Durante la prima presidenza Trump, il cerchio magico del presidente si era già aggiudicato affari lucrosi con i sauditi. E ora i legami si stringono sempre di più perché il presidente appena in carica e i sauditi condividono la comune determinazione a confermare il primato dei combustibili fossili. «Perforeremo, tesoro, perforeremo», ha esclamato Trump e nei suoi primi minuti in carica ha proclamato che avrebbe dichiarato una «emergenza energetica nazionale» per contribuire ad abbassare i prezzi. Insomma musica per le orecchie degli sceicchi petroliferi del Golfo. E questo non esclude – anzi indica come possibile – che il nuovo presidente voglia intavolare qualche trattativa con gli altri grandi produttori di petrolio e di gas naturale, come Russia, Iran e Venezuela. Non è detto che questo porterà nel breve a un alleggerimento delle sanzioni contro l’Iran, visto che Trump sostiene Netanyahu nella sua ossessione anti-Teheran, ma è chiaro che il nuovo presidente ha una spiccata predilezione per gli accordi con i Paesi petroliferi.
All’orizzonte c’è anche l’accordo con Putin. «Il nostro potere fermerà tutte le guerre e porterà un nuovo spirito di unità in un mondo», ha detto Trump, secondo il quale gli ucraini continueranno a ricevere aiuto militare solo se accetteranno di negoziare un accordo di pace con la Russia che prevede la cessione di territori. E qui si lega il discorso anche con gli europei e la Nato. Trump ha minacciato che se gli stati europei dell’Alleanza non aumenteranno i propri fondi per la difesa, gli Usa ridurranno drasticamente i loro aiuti militari. L’obiettivo è di portare al 3-3,5% del Pil le spese militari europee: una manna per le industria bellica americana.
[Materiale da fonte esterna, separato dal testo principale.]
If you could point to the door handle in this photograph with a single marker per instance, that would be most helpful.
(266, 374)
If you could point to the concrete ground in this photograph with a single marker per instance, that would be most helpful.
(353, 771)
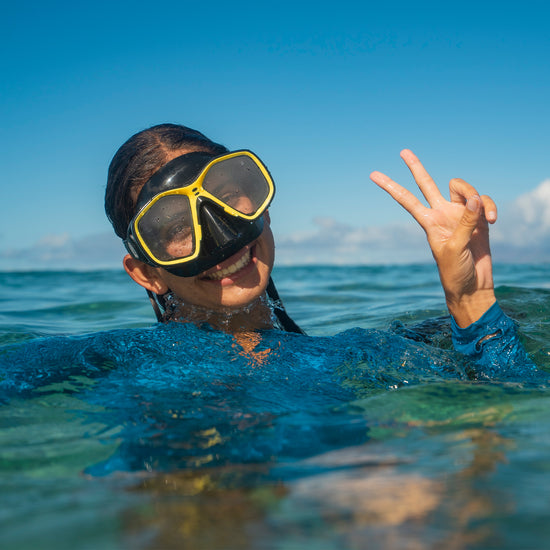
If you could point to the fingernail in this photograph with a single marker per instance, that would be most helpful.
(473, 203)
Una pressione sull’Europa che include anche la negoziazione di dazi doganali: gli Usa hanno un deficit commerciale con la Ue di 240miliardi di dollari.
Con Trump le cose andranno meglio o peggio che con Biden? Il nuovo presidente non è certo uno che si diffonde in temi come la “democrazia”, il “rispetto delle regole” o dei “diritti umani”. Argomenti che disprezza, come l’Onu, il diritto internazionale e le politiche di genere. È sostanzialmente un uomo d’affari – per altro dal carattere imprevedibile – che guarda al tornaconto suo, dei suoi amici e degli Usa. Ma Biden, che faceva tutti quei discorsi alati sui “valori occidentali”, non era poi così affidabile. Basta chiedere ai palestinesi massacrati a Gaza.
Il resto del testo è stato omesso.